Antoines zonen – eveneens een tweeling – zijn nu vijf jaar oud. In de
familiegrafkelder ligt de stilte van afwezigheid begraven. Hun leven lang
hebben moeder, vader en zoon Lachalme elkaar gemeden. Gedurende drie generaties
ging de familie met een grote boog om het verleden en het doodgefolterde kind
heen. Op Armands leven en dood rustte een taboe.
Het verhaal van de zoon,
de jongste, deels autobiografische roman van de Franse Marie-Hélène Lafon
(1962), begint honderd jaar eerder in de Cantal. In 1908 heerst bij de
Lachalmes grote bedrijvigheid. Als een kleine Proust loopt de vijfjarige Armand
kriskras door de kamers van het huis in Chanterelle, snuift vertrouwde geuren
op, kijkt naar de gebaren van grote mensen, luistert naar zinnetjes die hij
niet begrijpt. Op een ochtend loopt hij, zoals gewoonlijk met een grote boog om
vader heen, door een gang vol licht. Tweelingbroer Paul slaapt nog. Verblind
door het licht holt Armand opgewonden de keuken in, waar Antoinette in de weer
is. Armand houdt van de voskleurige dienstbode, die voor alles een oplossing
heeft en aardbeien voor hem meebrengt. Dan gebeurt het vreselijke: ten huize
Lachalme breekt bruusk een tak af, een gebeurtenis die de familiestamboom
ernstig zal traumatiseren.
Volgt een reeks ingewikkelde sprongen in de tijd. Wat is
nu, wat is toen? Wie verhoudt zich op welke manier tot wie? Het lineaire van de
tijd wordt bruusk onderbroken door de dood van Armand. Levens, jaartallen,
namen lopen jammerlijk door elkaar. In dat kluwen van relaties reikt Lafon
mondjesmaat fragmenten van een complexe genealogische puzzel aan, door nu en
dan een datum of een leeftijd te vermelden. De lezer moet zelf, voorwaarts en
achterwaarts in de tijd, over vier generaties heen, berekeningen maken, wil hij
achterhalen wat waar wanneer gebeurde in de geslachten Lachalme en Léoty.

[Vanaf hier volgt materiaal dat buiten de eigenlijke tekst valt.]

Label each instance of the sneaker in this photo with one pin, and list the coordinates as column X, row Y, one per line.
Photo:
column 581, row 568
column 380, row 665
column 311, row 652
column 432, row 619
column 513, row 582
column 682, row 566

Op zijn zestiende heeft Paul Lachalme last van koude
voeten. In de studiezaal op school draagt hij onder zijn kniekousen de sokken
die zijn moeder heeft gebreid. Hij kan nauwelijks wachten om in het leger te
gaan. Maar een held zal hij niet worden: de oorlog is net gedaan. Weemoedig
denkt Paul aan het huis in Chanterelle. Daar wordt hij met warme baden verwend;
op school moet hij zich wassen met gesmolten ijs. Hoe kan hij de leegte
opvullen die zijn overleden tweelingbroer in hem achtergelaten heeft? Op een
dag belandt Paul met ontstoken bronchiën op de ziekenboeg. Een zekere
mademoiselle G. Léoty ontfermt zich over hem.
Een kwart eeuw later is André
Léoty aan het woord. Zijn vader kent hij niet, zijn moeder ziet hij amper twee
keer per jaar. Kort na zijn geboorte vertrouwde zij hem toe aan haar zus
Hélène. De zoon zal zijn leven zelf moeten uitvinden. Soms is André
melancholisch. Hij verkiest de warmte en de vreugde in Le Jaladis, het huis van
zijn pleegouders, boven het geheime leven en het zwoele parfum van zijn echte
moeder.
Nog
voor André geboren is, weet Gabrielle dat Paul haar zal verlaten. Zij is
zestien jaar ouder en heeft hem alles over vrouwen bijgebracht. Daar zal ze een
prijs voor betalen, want hij is het type man dat wil leven en schitteren. De
lange doodsstrijd van zijn tweelingbroer, wiens voornaam hij nooit uitspreekt,
achtervolgt hem. Paul is niet geschikt om vader te worden. Daarom zal hij
Gabrielle verlaten.
Decennia later hoort Paul Lachalme, advocaat bij de balie van Parijs,
tijdens zijn slaap nog steeds de kreet die hij zou willen vergeten. Een
ijselijke kreet, geslaakt op een vervloekte ochtend in Chanterelle. Kort na de
geboorte van Antoine wil André voor het eerst zijn vader opzoeken in Parijs.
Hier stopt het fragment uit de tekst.